Opinion | Dismissing complaints of corruption doesn’t make it go away

Alex Jobin, Staff Columnist

The Student Government Association Elections Board recently dismissed a formal complaint of sororities incentivizing voting. This dismissal ignores overwhelming evidence that reveals that incentivizing is pervasive.

Out of the 19 sororities on campus, The Crimson White “received confirmation of at least six sororities endorsing candidates, three sororities incentivizing their members with points, one sorority requiring members to vote, and all sororities encouraging members to submit voter confirmation.”

By use of intimidation and incentives, these Greek organizations are directly harming the credibility of campus elections. Members of Greek life are coerced into conforming with the political preferences of their organizations’ leaders, creating a disingenuous voter base. 

This reflects a broader and more disturbing trend in UA Greek life at large. Members of many sororities and fraternities on campus lose a substantial degree of free will when they join; they face ostracization if they stray from the rigid instructions of their organization’s leadership, and the fear of such an outcome drives members to comply with behavior that they might not otherwise support.

This frankly cultish character of many Greek organizations goes beyond harmless tradition. It is directly related to the corruption of the Machine — the University’s not-so-secret secret society, which controls campus elections through ties to the SGA and Greek life.

Indeed, the Elections Board’s dismissal of the aforementioned complaint — put forward by SGA Sen. John Dodd, with regard to Pi Beta Phi’s incentivizing of voters — is indicative of the Machine’s iron grip on student government here at The University of Alabama. 

The tactics used by Greek organizations to enforce voter conformity are not well-kept secrets — we are all aware that this corruption is taking place, including the Elections Board.

Unfortunately, the SGA remains caught in a vicious cycle as Machine candidates continue to be elected by Machine-controlled elections and then control subsequent elections in turn. Once these Machine affiliates are in office, they also make sure to dismiss any complaints of corruption, such as Dodd’s. 

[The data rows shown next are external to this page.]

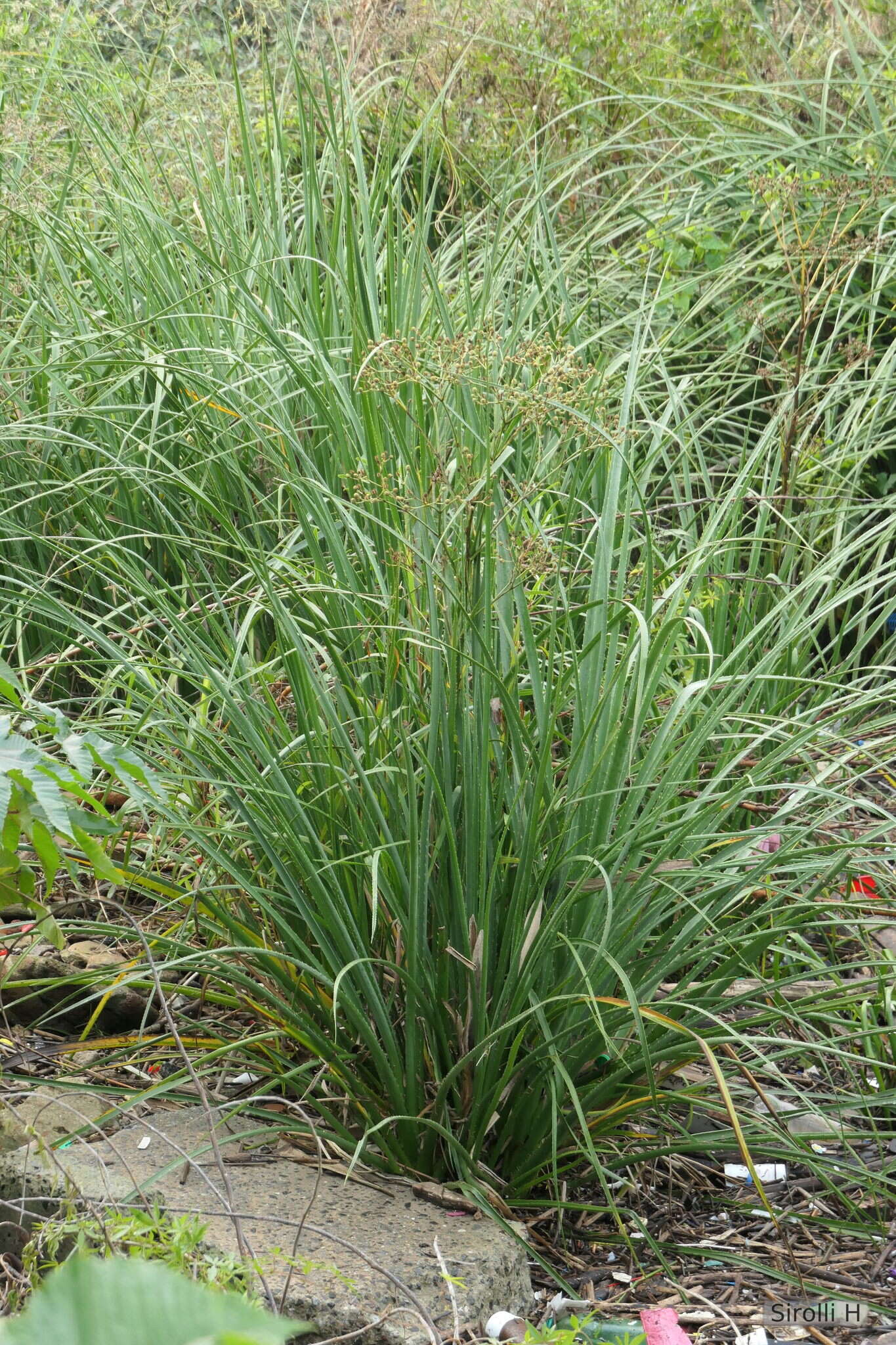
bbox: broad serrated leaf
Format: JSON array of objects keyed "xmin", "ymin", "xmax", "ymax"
[
  {"xmin": 0, "ymin": 1256, "xmax": 305, "ymax": 1345},
  {"xmin": 73, "ymin": 824, "xmax": 122, "ymax": 882},
  {"xmin": 28, "ymin": 820, "xmax": 60, "ymax": 892},
  {"xmin": 79, "ymin": 732, "xmax": 164, "ymax": 795},
  {"xmin": 59, "ymin": 733, "xmax": 94, "ymax": 780},
  {"xmin": 68, "ymin": 805, "xmax": 121, "ymax": 837},
  {"xmin": 28, "ymin": 769, "xmax": 71, "ymax": 837},
  {"xmin": 0, "ymin": 775, "xmax": 12, "ymax": 833},
  {"xmin": 0, "ymin": 659, "xmax": 24, "ymax": 707}
]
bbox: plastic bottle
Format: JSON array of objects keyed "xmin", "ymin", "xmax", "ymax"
[{"xmin": 485, "ymin": 1313, "xmax": 530, "ymax": 1341}]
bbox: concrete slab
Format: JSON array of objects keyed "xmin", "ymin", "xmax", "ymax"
[{"xmin": 0, "ymin": 1107, "xmax": 533, "ymax": 1345}]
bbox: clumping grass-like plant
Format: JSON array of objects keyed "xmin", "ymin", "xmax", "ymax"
[{"xmin": 1, "ymin": 32, "xmax": 896, "ymax": 1196}]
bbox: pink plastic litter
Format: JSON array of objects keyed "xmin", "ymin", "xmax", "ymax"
[{"xmin": 641, "ymin": 1308, "xmax": 691, "ymax": 1345}]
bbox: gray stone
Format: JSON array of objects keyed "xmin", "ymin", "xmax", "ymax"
[
  {"xmin": 755, "ymin": 1093, "xmax": 855, "ymax": 1139},
  {"xmin": 0, "ymin": 1107, "xmax": 533, "ymax": 1345},
  {"xmin": 0, "ymin": 1084, "xmax": 116, "ymax": 1149}
]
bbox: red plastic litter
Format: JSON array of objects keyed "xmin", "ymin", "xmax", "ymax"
[{"xmin": 639, "ymin": 1308, "xmax": 691, "ymax": 1345}]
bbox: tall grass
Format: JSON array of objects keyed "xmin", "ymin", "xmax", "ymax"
[{"xmin": 0, "ymin": 32, "xmax": 896, "ymax": 1195}]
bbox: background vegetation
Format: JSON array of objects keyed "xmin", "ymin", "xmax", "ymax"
[{"xmin": 0, "ymin": 0, "xmax": 896, "ymax": 1224}]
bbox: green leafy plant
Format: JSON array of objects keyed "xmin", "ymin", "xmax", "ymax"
[
  {"xmin": 11, "ymin": 1206, "xmax": 250, "ymax": 1310},
  {"xmin": 0, "ymin": 12, "xmax": 896, "ymax": 1218},
  {"xmin": 0, "ymin": 1256, "xmax": 313, "ymax": 1345},
  {"xmin": 0, "ymin": 662, "xmax": 161, "ymax": 946}
]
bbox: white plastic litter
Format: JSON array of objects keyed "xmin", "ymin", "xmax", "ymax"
[
  {"xmin": 725, "ymin": 1164, "xmax": 787, "ymax": 1183},
  {"xmin": 735, "ymin": 1326, "xmax": 769, "ymax": 1345}
]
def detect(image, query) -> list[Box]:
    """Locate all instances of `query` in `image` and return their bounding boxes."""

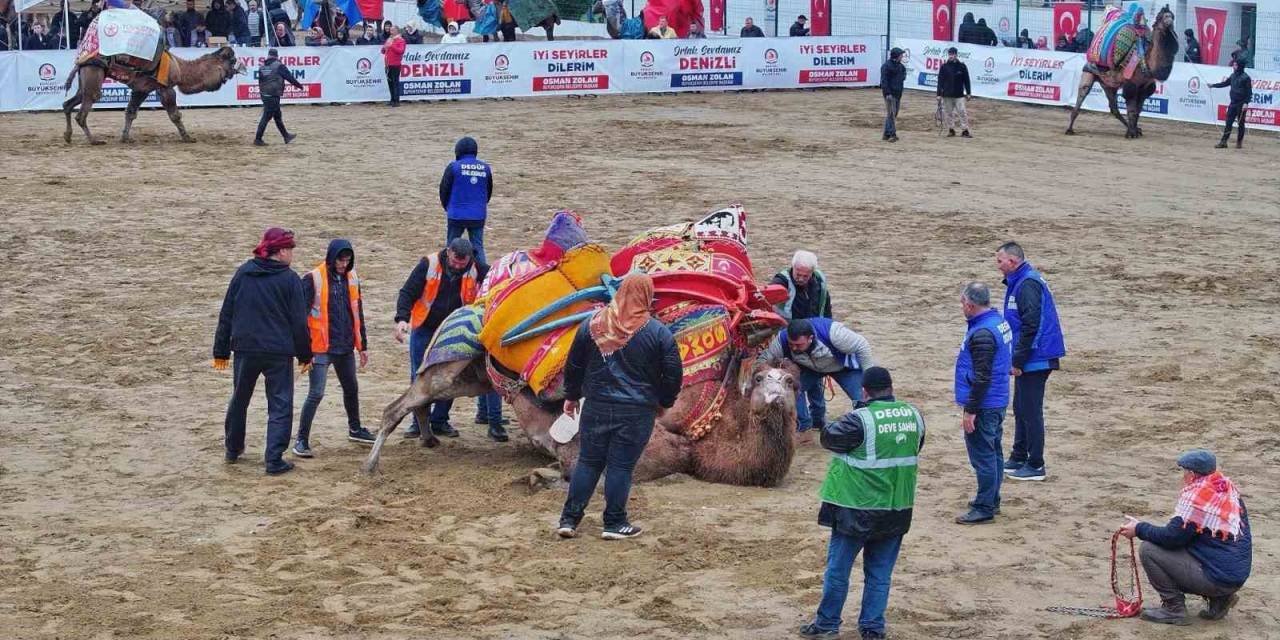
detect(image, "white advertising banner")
[893,38,1280,131]
[0,37,881,111]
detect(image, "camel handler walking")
[758,317,876,433]
[214,227,311,475]
[996,242,1066,480]
[556,271,685,540]
[396,238,507,442]
[800,366,924,639]
[955,282,1014,525]
[293,238,376,458]
[253,49,302,147]
[1120,449,1253,625]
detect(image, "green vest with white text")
[818,401,924,511]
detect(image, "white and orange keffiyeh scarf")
[1174,471,1240,540]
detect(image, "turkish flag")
[1196,6,1226,64]
[712,0,724,31]
[1053,3,1084,47]
[809,0,831,36]
[933,0,956,40]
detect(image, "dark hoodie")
[214,257,311,362]
[956,12,983,45]
[302,238,369,356]
[440,136,493,225]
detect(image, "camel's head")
[1151,4,1174,32]
[746,361,800,415]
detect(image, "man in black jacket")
[938,47,973,138]
[214,227,311,475]
[1183,29,1201,64]
[881,47,906,142]
[556,273,684,540]
[396,238,491,442]
[791,15,809,37]
[956,12,986,45]
[253,49,302,147]
[293,238,376,458]
[1210,58,1253,148]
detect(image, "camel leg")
[1066,72,1098,136]
[361,357,493,474]
[76,82,106,145]
[158,87,196,142]
[63,90,83,145]
[120,90,151,142]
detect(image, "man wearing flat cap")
[800,366,924,640]
[1120,449,1253,625]
[214,227,311,475]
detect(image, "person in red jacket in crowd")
[383,24,404,106]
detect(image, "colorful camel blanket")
[76,9,164,65]
[1087,3,1149,79]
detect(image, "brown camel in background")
[63,46,244,145]
[1066,5,1178,138]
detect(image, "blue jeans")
[561,399,657,529]
[476,392,502,426]
[444,220,489,265]
[964,407,1005,516]
[408,329,453,429]
[796,369,863,431]
[1009,369,1052,468]
[223,353,293,467]
[298,352,360,442]
[884,96,901,137]
[814,529,902,634]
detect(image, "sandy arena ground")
[0,91,1280,639]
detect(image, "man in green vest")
[769,250,831,320]
[800,366,924,640]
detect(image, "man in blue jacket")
[955,282,1014,525]
[214,227,311,475]
[996,242,1066,480]
[440,136,493,265]
[1120,449,1253,625]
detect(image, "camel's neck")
[1147,28,1178,82]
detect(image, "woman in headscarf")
[556,271,684,540]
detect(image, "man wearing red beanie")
[214,227,311,475]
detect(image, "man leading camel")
[556,273,684,540]
[214,227,311,475]
[396,238,496,442]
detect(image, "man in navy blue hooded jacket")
[440,136,493,265]
[996,242,1066,480]
[214,227,311,475]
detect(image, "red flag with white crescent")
[1196,6,1226,64]
[712,0,724,31]
[809,0,831,36]
[933,0,955,40]
[1053,3,1084,46]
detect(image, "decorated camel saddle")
[420,205,787,438]
[76,8,172,83]
[1087,3,1151,84]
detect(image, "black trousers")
[1222,101,1245,142]
[387,64,399,105]
[1009,369,1052,468]
[253,96,289,140]
[223,353,293,466]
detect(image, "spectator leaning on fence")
[791,15,809,37]
[938,47,973,138]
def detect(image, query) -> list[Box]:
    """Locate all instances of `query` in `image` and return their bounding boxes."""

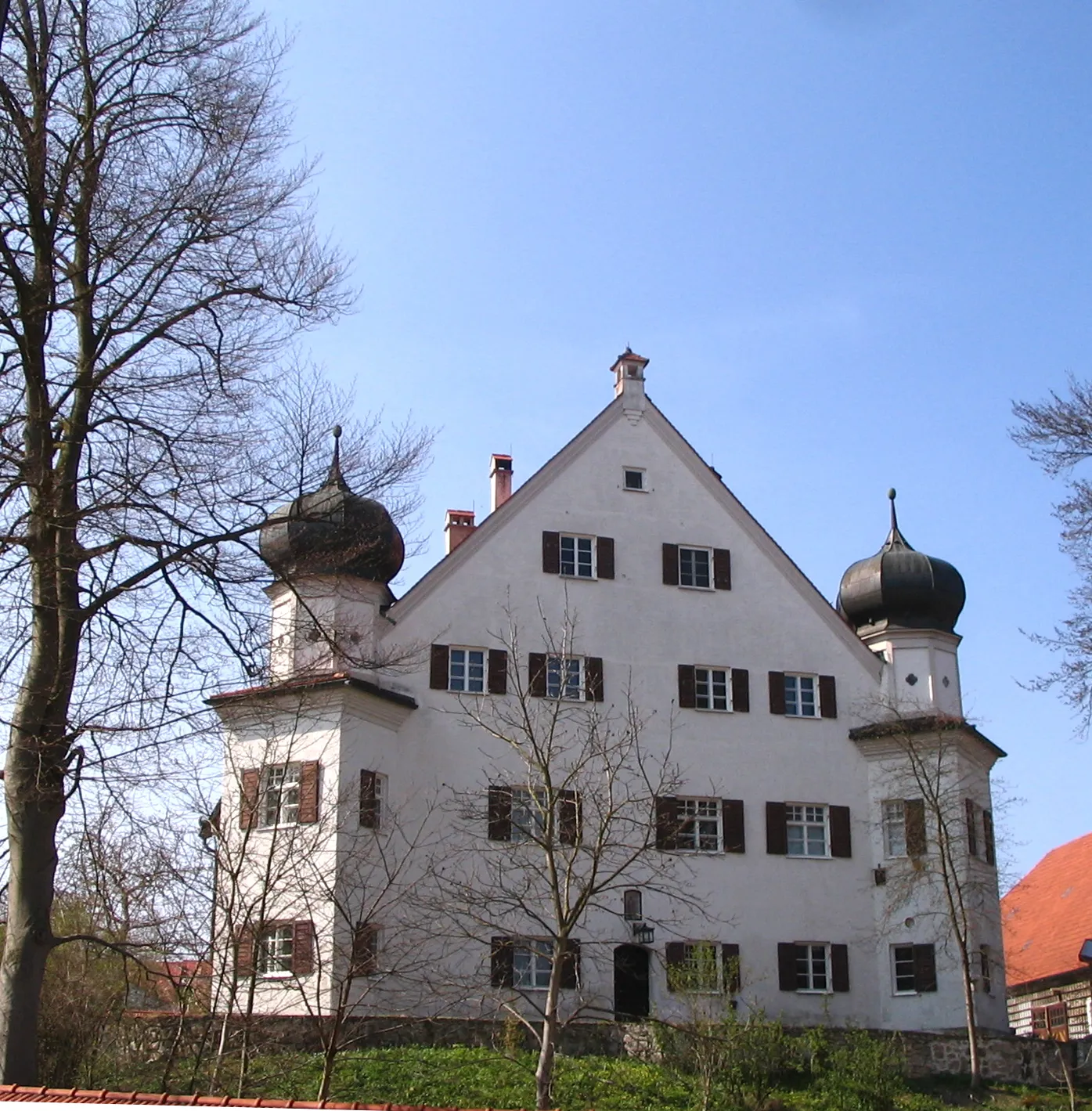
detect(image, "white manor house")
[212,349,1007,1030]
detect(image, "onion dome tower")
[838,490,967,716]
[259,425,405,681]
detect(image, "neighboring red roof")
[1001,833,1092,987]
[0,1084,521,1111]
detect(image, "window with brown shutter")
[679,663,697,710]
[488,787,512,841]
[542,532,561,575]
[766,803,789,857]
[713,548,732,590]
[732,668,751,713]
[769,671,785,714]
[663,544,679,586]
[350,922,379,976]
[721,941,743,995]
[239,768,261,830]
[830,806,853,857]
[982,810,997,864]
[721,799,747,852]
[903,799,925,857]
[297,760,319,825]
[429,644,448,691]
[655,796,679,851]
[292,920,315,976]
[488,936,512,987]
[819,676,838,718]
[360,770,381,830]
[487,647,508,694]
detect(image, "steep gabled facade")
[214,351,1007,1029]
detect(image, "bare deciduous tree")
[0,0,424,1084]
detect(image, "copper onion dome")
[259,427,405,583]
[838,490,967,632]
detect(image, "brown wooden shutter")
[488,787,512,841]
[963,799,978,857]
[663,941,687,991]
[721,941,743,995]
[429,644,450,691]
[655,796,679,849]
[679,663,697,710]
[292,920,315,976]
[713,548,732,590]
[732,668,751,713]
[360,770,379,830]
[769,671,785,714]
[830,806,853,857]
[766,803,795,853]
[819,676,838,718]
[830,946,850,991]
[297,760,319,825]
[777,941,800,991]
[557,791,580,844]
[527,652,546,698]
[663,544,679,586]
[236,925,254,976]
[485,647,508,694]
[914,944,936,991]
[239,768,261,830]
[351,922,379,976]
[542,532,561,575]
[902,799,925,857]
[560,938,580,987]
[488,936,512,987]
[721,799,747,852]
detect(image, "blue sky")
[258,0,1092,872]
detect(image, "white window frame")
[254,922,295,980]
[676,798,724,854]
[258,762,302,830]
[546,655,588,702]
[448,644,488,694]
[797,941,834,995]
[694,663,732,713]
[557,532,599,580]
[784,671,821,721]
[890,943,921,995]
[622,467,649,493]
[881,799,910,860]
[785,803,831,860]
[511,938,553,991]
[679,544,714,590]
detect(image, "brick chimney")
[443,509,477,556]
[488,456,512,514]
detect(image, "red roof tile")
[0,1084,526,1111]
[1001,833,1092,987]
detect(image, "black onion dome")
[838,490,967,632]
[259,427,405,583]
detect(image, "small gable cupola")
[259,427,405,583]
[838,490,967,637]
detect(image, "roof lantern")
[259,424,405,583]
[838,490,967,634]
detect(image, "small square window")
[694,668,732,710]
[561,533,596,579]
[448,647,485,694]
[679,546,713,590]
[785,674,819,718]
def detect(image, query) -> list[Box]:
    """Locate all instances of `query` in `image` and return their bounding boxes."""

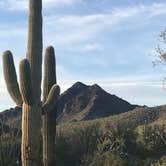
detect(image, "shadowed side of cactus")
[3,0,43,166]
[3,51,22,106]
[42,46,60,166]
[20,59,41,166]
[27,0,43,102]
[3,0,60,166]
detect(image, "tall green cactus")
[3,0,60,166]
[42,46,60,166]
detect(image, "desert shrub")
[0,122,21,166]
[56,123,101,166]
[91,123,136,166]
[142,125,166,153]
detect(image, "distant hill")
[58,82,138,121]
[0,82,137,123]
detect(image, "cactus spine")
[3,0,60,166]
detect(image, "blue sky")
[0,0,166,110]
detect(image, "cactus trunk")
[42,46,60,166]
[21,0,43,166]
[3,0,60,166]
[27,0,43,102]
[21,103,41,166]
[42,110,56,166]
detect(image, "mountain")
[57,82,137,121]
[0,82,137,122]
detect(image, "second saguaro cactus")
[3,0,60,166]
[42,46,60,166]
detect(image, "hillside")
[58,82,137,121]
[0,82,137,123]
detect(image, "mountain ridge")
[0,82,139,122]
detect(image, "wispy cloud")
[0,0,81,10]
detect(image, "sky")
[0,0,166,111]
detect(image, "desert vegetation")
[0,120,166,166]
[0,0,166,166]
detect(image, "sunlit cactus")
[42,46,60,166]
[3,0,60,166]
[3,51,22,106]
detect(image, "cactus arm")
[43,46,56,102]
[27,0,43,102]
[20,59,34,105]
[42,84,60,114]
[3,51,22,106]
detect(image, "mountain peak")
[72,81,87,88]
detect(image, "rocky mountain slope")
[0,82,137,122]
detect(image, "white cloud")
[42,3,166,44]
[0,0,81,10]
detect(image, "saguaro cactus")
[3,0,60,166]
[42,46,60,166]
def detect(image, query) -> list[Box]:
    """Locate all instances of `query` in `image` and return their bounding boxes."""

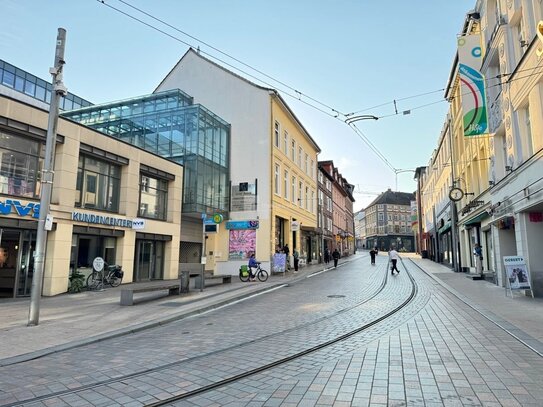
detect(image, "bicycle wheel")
[256,269,268,282]
[108,273,123,287]
[87,272,102,290]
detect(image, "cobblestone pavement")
[0,256,543,406]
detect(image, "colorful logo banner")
[458,35,488,137]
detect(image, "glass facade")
[75,155,121,212]
[0,59,92,110]
[62,89,230,217]
[0,132,45,198]
[138,174,168,220]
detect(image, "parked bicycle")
[239,263,268,282]
[87,263,124,290]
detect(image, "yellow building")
[0,92,183,297]
[156,49,320,274]
[270,92,320,262]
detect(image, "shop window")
[0,132,44,198]
[75,155,121,212]
[138,174,168,220]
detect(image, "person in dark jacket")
[332,247,340,268]
[370,247,378,266]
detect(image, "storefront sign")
[132,219,145,230]
[0,199,40,219]
[72,212,133,228]
[272,253,287,273]
[503,256,531,290]
[226,220,260,230]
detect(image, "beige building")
[156,49,320,274]
[0,89,183,297]
[423,0,543,296]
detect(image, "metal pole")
[448,115,462,272]
[28,28,66,326]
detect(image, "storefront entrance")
[0,229,36,298]
[134,240,164,282]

The Elections Board’s dismissal of Dodd’s complaint should set off alarms around campus. It should act as yet another wake-up call to the realities of our laughably corrupt student leadership here at the Capstone.

It also must be noted that these unscrupulous practices set dangerous precedents and expectations which reach far beyond our University. The SGA is a direct pipeline to future careers in public service and politics for many students.

When we accept corruption and immorality as the norm here, who is to say that such norms will not extend into the practices of future leaders who found their start in the University’s student government? If the Capstone is “where legends are made,” and it is also a place where rampant corruption is welcomed with open arms, then what “legends” are we really making?

The realities of this situation are discouraging. It feels as though no real change can be effected as long as the Machine exists here on campus. However, we must continue to push back against the perversion of our institutions and values as much as possible. We must refuse to let our votes and voices be silenced.

It is imperative that University administration and faculty finally take a long overdue stand against the Machine. It is ridiculous that those who are supposedly responsible for creating a safe, productive and equitable environment for our student body continue to feign ignorance of the Machine. 

They allow a dangerous, regressive and discriminatory organization to not only survive but thrive. They cannot keep claiming ignorance when articles detailing the Machine’s persistent harm to our campus fill the pages of The Crimson White. The CW is not alone in our criticism of the Machine; anyone paying attention can tell students are tired of the institution that dictates our campus lives.

Dodd’s complaint may have been dismissed by the Elections Board, but that in no way means that the fight against corruption in our elections, student government and Greek organizations is over. It may be tiring at this point to hear complaints about the Machine, but its critics will not relent until we see true justice reflected in campus elections.